La vraie cannelle venait d’Inde, mais les commerçants arabes faisaient croire qu’elle poussait chez eux. On connaissait déjà la vraie cannelle – d’Inde et du Sri Lanka – et la fausse, appelée casse, venue de Chine. Les deux étaient brûlées et c’est une bonne idée que d’essayer les deux.

  • La cardamome noire

Si aujourd’hui on préfère la verte qui est la seule qu’on consomme en Occident, c’était autrefois la noire, plus âcre et fumée, qui était appréciée et qu’on employait dans les parfums.

  • Le safran (photo ci-dessus)

On dit qu’Alexandre le Grand sentait le safran. Toujours aussi cher qu’autrefois, il était surtout utilisé comme parfum à brûler, même s’il était aussi utilisé dans les parfums huileux. Mais il était plus particulièrement estimé à Rome où son emploi atteignit des sommets dans le luxe et l’absurdité, et son excès fut critiqué chez les poètes et écrivains de l’époque.
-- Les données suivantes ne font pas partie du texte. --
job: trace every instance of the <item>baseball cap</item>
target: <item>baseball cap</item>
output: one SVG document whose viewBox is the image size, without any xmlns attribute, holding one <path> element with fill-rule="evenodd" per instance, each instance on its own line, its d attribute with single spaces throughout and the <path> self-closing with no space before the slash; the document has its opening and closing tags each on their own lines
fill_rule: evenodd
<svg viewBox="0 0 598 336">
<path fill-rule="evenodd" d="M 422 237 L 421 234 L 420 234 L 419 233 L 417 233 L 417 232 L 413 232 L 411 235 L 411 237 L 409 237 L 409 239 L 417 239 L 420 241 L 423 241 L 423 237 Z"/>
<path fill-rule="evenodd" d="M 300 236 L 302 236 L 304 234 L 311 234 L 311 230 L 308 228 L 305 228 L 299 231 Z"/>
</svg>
  • Pour l’expérience olfactive de votre choix :

 

  • Matériel
  • Charbon
  • Pince à charbon
  • Plat ignifugé
  • Flamme
  • Résines et épices de votre choix

 

  • Utilisation

Après avoir complètement enflammé le charbon avec la pince, déposez-le dans le plat ignifugé. Déposez-y la résine ou l’épice de votre choix et laissez-la libérer ses huiles essentielles au contact de la chaleur. Mettez-vous au -dessus de la fumée et faites l’expérience des parfums originels, de ces toutes premières senteurs appréciées de notre histoire.

Quand le produit est presque complètement carbonisé et ne produit plus de fumée odorante sur le charbon, dégagez-le avec la pince et testez une autre senteur ou continuez avec la même selon votre désir.